Сантьяго начал было говорить, но Гомез остановил его, прикоснувшись к его руке. Молодой блондин свирепо посмотрел на Бекера.
– Наверно, в ваших интересах теперь уйти.
– Нет, пожалуйста, еще минутку, – взмолился пекарь. – Я пришел сюда не истории о привидениях рассказывать, не испортить вам вечер.
– И все же вы делаете именно это, – проворчал Гомез.
– Все это я сказал, чтобы сказать вот что, – просияв, сказал Бекер. – Я открыл здесь маленькую пекарню, не только чтобы сохранить рецепты нашей семьи. Я открыл ее, чтобы прославить себя и свою родину. В конце концов, я могу жить здесь жизнью изгнанника, но я австриец, ныне и навеки. Конечно, вы можете принять это во внимание, хотя напряженность отношений между моей родиной и вашей теперь, по окончании войны, усиливается. Одно время казалось, что мы станем одной страной, одним народом, забудем старые различия и все вместе пойдем под единым флагом. – Он помолчал и рассмеялся. – Конечно, я говорю это так, будто вы немцы, что, разумеется, не так. Простите меня. Просто я чувствую, что искушенные люди вроде вас поймут, что, говоря о «старой родине», я имею в виду страну, которую покинул и из которой должны были приехать ваши, ах… предки. Ибо хотя вы явно не европейцы, вы вполне могли бы сойти за немцев.
– Очень может быть, что в моих жилах есть немецкая кровь, – сказал Сантьяго.
Гомез промолчал.
– Итак, – сказал Бекер, – в том случае, если вы, что, я понимаю, маловероятно, захотите попробовать выпечку, приготовленную по другим семейным рецептам, почему бы вам не зайти в мою лавочку завтра вечером. Я был бы счастлив приготовить вам традиционный ужин со всеми вкусностями, которыми мы, Бекеры, так славимся, вернее, славились.
Гомез склонил голову на сторону.
– Вроде чего? Я имею в виду… Я слышал о вашей кухне, потому что здесь живет несколько выходцев из Австрии и Германии, но я ничего не пробовал.
– Как печально, – сказал Бекер и просиял. – Что ж, друзья мои, я был бы в восторге, я почел бы для себя честью познакомить вас с Tafel-spitz, это вареная постная говядина, подаваемая с соусом из яблок, хрена и шнитт-лука. Или, если хотите, есть гуляш, который подается горячим в горшке, его лучше всего есть с Semmelknödel, хлебными клецками, которыми моя матушка гордилась по праву.
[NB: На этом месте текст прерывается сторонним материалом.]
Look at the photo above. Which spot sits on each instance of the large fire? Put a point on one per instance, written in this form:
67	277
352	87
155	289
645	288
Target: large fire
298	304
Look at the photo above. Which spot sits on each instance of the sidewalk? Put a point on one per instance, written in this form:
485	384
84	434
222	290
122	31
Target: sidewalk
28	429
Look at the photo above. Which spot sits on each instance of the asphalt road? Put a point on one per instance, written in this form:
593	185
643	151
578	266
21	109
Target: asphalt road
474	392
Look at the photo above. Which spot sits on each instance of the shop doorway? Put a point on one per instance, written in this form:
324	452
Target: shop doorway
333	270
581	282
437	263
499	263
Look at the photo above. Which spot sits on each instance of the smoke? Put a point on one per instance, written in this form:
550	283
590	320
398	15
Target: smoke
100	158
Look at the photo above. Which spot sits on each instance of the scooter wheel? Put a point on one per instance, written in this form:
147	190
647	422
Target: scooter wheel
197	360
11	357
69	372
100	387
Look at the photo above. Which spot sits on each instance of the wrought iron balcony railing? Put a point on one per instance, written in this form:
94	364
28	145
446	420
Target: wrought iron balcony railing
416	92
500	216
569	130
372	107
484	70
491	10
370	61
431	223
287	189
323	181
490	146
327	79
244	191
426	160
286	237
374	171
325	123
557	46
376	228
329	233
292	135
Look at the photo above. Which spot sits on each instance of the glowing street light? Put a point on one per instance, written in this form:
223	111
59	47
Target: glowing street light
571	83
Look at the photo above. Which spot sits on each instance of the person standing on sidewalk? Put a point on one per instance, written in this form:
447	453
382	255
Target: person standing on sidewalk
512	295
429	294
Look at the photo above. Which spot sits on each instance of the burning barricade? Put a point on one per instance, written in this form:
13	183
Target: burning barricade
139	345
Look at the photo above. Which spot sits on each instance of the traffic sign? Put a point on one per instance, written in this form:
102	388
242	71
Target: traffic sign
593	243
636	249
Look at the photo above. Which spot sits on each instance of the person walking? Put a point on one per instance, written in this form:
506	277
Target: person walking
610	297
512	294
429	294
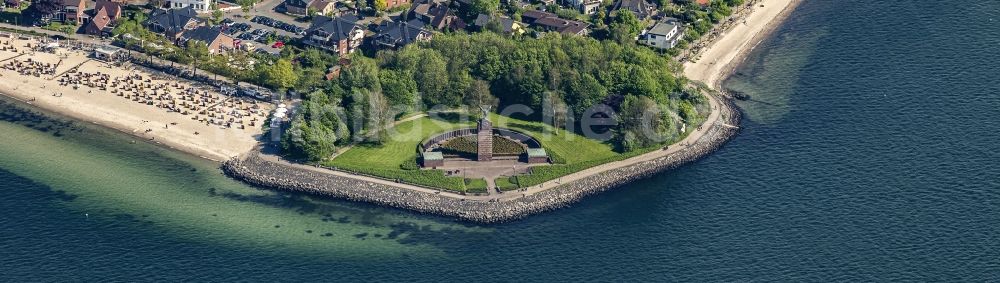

Гомез на мгновение закрыл глаза и медленно вдохнул через нос. Сантьяго, должно быть, толкнул его ногой под столом, потому что молодой человек вдруг открыл глаза и прочистил горло.
– Вы так завлекательно описываете, – сказал он, – что я прямо чувствую вкус… хоть я и совершенно не знаю этих блюд.
– Конечно-конечно, эти названия для вас должны быть совершенно чужими, – сказал Бекер, чуть подмигнув. – Позвольте мне околдовывать вас и далее. Если придете на ужин, можете попробовать Selchfleisch[9] с квашеной капустой и клецками. А потом можете попробовать Marillenknöde, абрикосы и сливы-мирабель в тесте по рецепту моей тети. Клецки варят в слегка подсоленной воде, покрывают хрустящими жареными хлебными крошками и сахарной пудрой и запекают в картофельном тесте.